Celebrating accomplishments of all sizes across the KBase community!
Jan 8, 2026

Quarterly User Update (October – December 2025) and review of 2025

Welcome to our final community update from 2025 – covering announcements and highlights; and celebrating accomplishments from our team, users, and collaborators.

Community Highlights

Our latest stories come from two members, Aaron Schirmer and Bridget Allen, that showcase diverse perspectives when collaborating with KBase. Aaron uses KBase to teach bioinformatics to undergraduates and to integrate computational biology skills into Course-based Undergraduate Research Experiences. Bridget began integrating a new KBase App – bamtofastq, data handling tool from bedtools – as part of her summer internship at Brookhaven National Laboratory. These and other highlights are available on the KBase News page: https://www.kbase.us/news/aaron-schirmer/ and https://www.kbase.us/news/bridget-allen/

Long-time KBase Educators Community Member and MICROnet Steering Committee Member, Steve Biller of Wellesley College, was awarded as an Outstanding Instructor from ASM MRA! It’s been great to help make student research contributions more visible through the KBase collection. Let us know when you’re publishing with your students in Microbiology Resource Announcements so we can make sure it’s added to the collection!

If you are interested in a KBase Highlight on your work or projects, email us at engage@kbase.us.

Workshops and Training

A large room filled with workshop participants sitting at round tables and working on their laptops.

Undergraduate faculty participate in the MICROnet workshop at ASMCUE in San Antonio, Texas.

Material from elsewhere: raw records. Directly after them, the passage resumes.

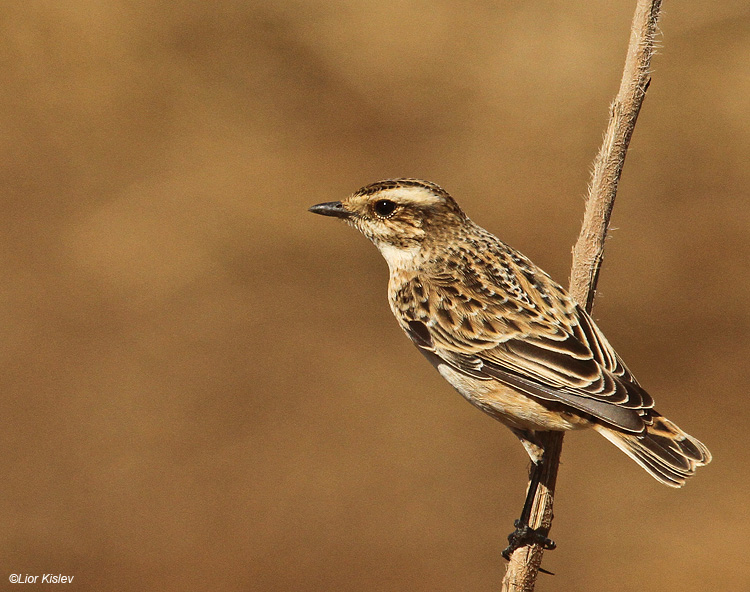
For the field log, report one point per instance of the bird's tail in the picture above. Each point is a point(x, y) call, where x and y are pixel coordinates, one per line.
point(663, 449)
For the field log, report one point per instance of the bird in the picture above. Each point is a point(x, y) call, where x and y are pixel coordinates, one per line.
point(507, 337)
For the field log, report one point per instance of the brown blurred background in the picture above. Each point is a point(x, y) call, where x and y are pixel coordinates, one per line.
point(202, 384)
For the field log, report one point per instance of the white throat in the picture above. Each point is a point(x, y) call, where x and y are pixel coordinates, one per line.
point(398, 258)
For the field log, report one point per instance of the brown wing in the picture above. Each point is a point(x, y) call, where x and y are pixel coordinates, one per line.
point(501, 318)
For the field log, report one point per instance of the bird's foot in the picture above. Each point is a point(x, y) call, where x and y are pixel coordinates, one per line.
point(524, 535)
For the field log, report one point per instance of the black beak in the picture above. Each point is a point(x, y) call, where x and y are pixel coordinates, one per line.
point(331, 208)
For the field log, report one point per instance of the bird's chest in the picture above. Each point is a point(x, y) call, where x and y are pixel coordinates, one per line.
point(408, 298)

In November, KBase traveled to San Antonio, Texas to provide in-person workshops for graduate students and faculty at Texas A&M University-San Antonio and undergraduate instructors at the American Society for Microbiology Conference for Undergraduate Educators

This fall also brought two new webinars to support the community with updated tools. Find the recorded webinars on Metabolic Modeling with ModelSEED2 and Microbial Genomics in KBase on our YouTube Channel. 

Platform Updates

The KBase platform had one new app released, NanoPlot, for long-read sequences quality assessment, alongside an update to Kaiju and a bugfix to GTDB-Tk. Details on latest releases and updates at: https://www.kbase.us/news/app-releases-and-updates-q4-2025/

KBase Publications

The platform and team behind KBase continues to support users to analyze their data and follow the FAIR (findable, accessible, interoperable, reusable) data principles through to publication. Studies published this quarter included:

  • Identifying the potential for the genus Geobacillus to be a probiotic using KBase for comparative genomic analysis (Najar et al 2025); 
  • Using metagenomics to map microbial pathways of organic matter degrading and methane production in natural gas wells (Moore et al. 2025); and 
  • How the combined toxicity of nickel and copper affects key pathways of microbes in contaminated environments (Darwiche et al. 2025).  

Over 2025, there were 152 publications citing the use of KBase! All publications using KBase are available at: https://www.kbase.us/research. If we are missing your publication citing KBase in your methods, please let us know at engage@kbase.us.

Summary

To close out our update, here is a summary documenting our annual user numbers in 2025. Keep doing great science in KBase. Remember, the KBase team is here to support you!

Statistics for KBase over 2025. New User Accounts grew by 9138 for a total of 51900. User Narratives grew by 2330 for a total of 127500. User data grew by 249 terabytes for a total of 1407 terabytes. Public data grew by 1610 gigabytes to 24.5 terabytes total. There were 152 new publications citing KBase for 876 publications since 2014. Of the publications, there are 138 related to projects funded by the Department of Energy and 19 this year. There have been 207000 Narratives shared with 4500 in the last year. KBase.us had 23200 site visits with 78000 new visitors and 536000 active users.

KBase by the numbers from 2025.

Ellen Dow
Ellen Dow
Lawrence Berkeley National Laboratory

Ellen G. Dow, Ph.D. leads the KBase Educators Program as part of the User Engagement team. Inspired by her involvement in science outreach throughout graduate school, she left the bench to gain experience in informal education and cultivate community engagement from public to science sectors. A molecular biologist by training, Ellen applies her research experience to support emerging scientists and co-developing community resources.